In this article, I’ll review some of the ways lakeFS helps to achieve governance at scale in a simple, quick, straightforward way. 

We will review the following benefits of lakeFS:

  • Role-Based Access Control
  • Immediate Backup and Restore of the Entire Data Lake
  • Branch Aware Managed Garbage Collection
  • Data Lineage
  • Auditing

What is data lake governance?

The goal of data lake governance is to apply policies, standards and processes. on the data. This allows creating high-quality data and ensuring that it’s used appropriately across the organization. 

Due to its flat architecture and less structured nature compared to a data warehouse, a data lake poses many challenges to all the areas of enterprise data management, including governance. However, if you want to get spot-on analytics output from your data lake, you need to include it in your overall data governance initiative.

What are the benefits of data lake governance?

Data lake governance improves the data quality and increases data usage for business decision-making, leading to operational improvements, better-informed business strategies, and stronger financial performance.

Here are a few specific benefits of data lake governance organizations see from its applications:

Greater access to data for advanced analytics

A well-governed data lake helps data scientists and other analytics team members to find the data they require for machine learning, predictive analytics, and other data-driven applications.

More efficient data preparation for analytics

When data resides in a data lake, it’s usually left in a raw form until a team needs it for a specific application. The data preparation process often becomes time-consuming – unless you have a well-governed environment. Cleaning data upfront eliminates the need to fix errors and problems later on.

Reduced data management costs

If your data lake spirals out of control, you’ll have to spend more on data processing and storage resources. Data lake governance lowers data management costs thanks to improved data accuracy, consistency, and cleanliness.

Airtight security and regulatory compliance for sensitive data 

If your data lake includes customer data used for analytics purposes by marketing or sales teams, you might be dealing with sensitive information. Strong data governance lets you ensure that all data is properly secured and isn’t exposed to any misuse.

Is it possible to achieve data governance in data lakes?

Yes, it’s possible to achieve data lake governance – but it comes with specific challenges. Companion disciplines to data governance include data quality, metadata management and data security, all of which factor into data lake governance and the problems it poses. 

Some of the most common data governance challenges teams encounter in data lakes are identifying and maintaining correct data sources, lack of coordination around data governance and quality, issues with metadata management, and potential conflicts among data lake users.
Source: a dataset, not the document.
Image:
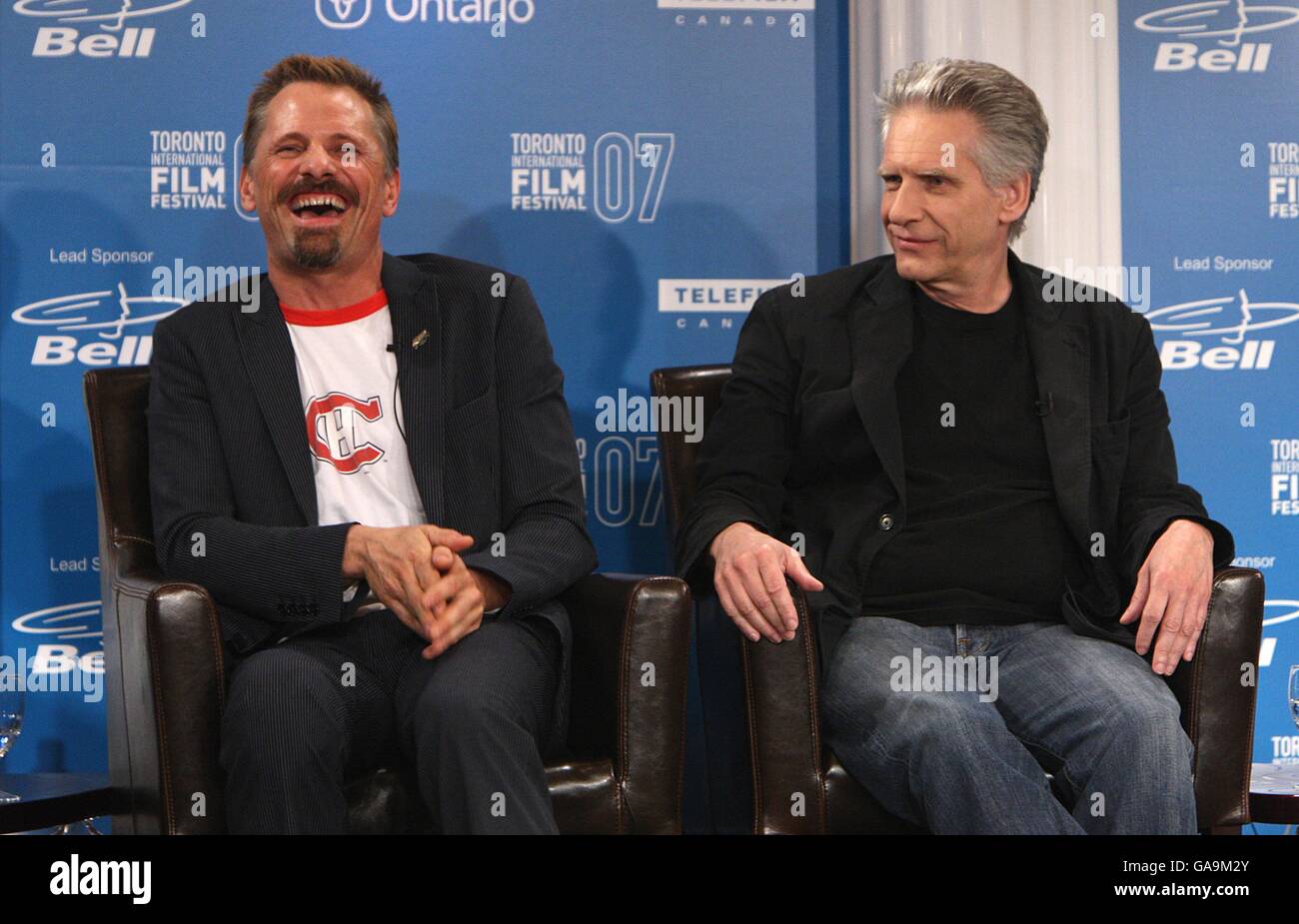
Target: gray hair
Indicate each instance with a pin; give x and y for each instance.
(1014, 130)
lakeFS Governance Solutions

Role-Based Access Control

Accessing and modifying the data should be restricted according to users’ roles and responsibilities. Data lakes typically gather data from many different systems, and expose data to (other) systems and users. 

Therefore, restricting this access, often for subsets of the data, becomes a complicated challenge. The most simple example – a developer shouldn’t necessarily have access to production data. However, you might want to maintain a separate production environment for Disaster Recovery (DR) or to stage your production data before promoting fresh data to production. Or, you might need to train new ML models with Production data. In addition, you might have different teams with access to different parts of the data, that is deliberately managed together in the data lake. The complexity quickly builds up.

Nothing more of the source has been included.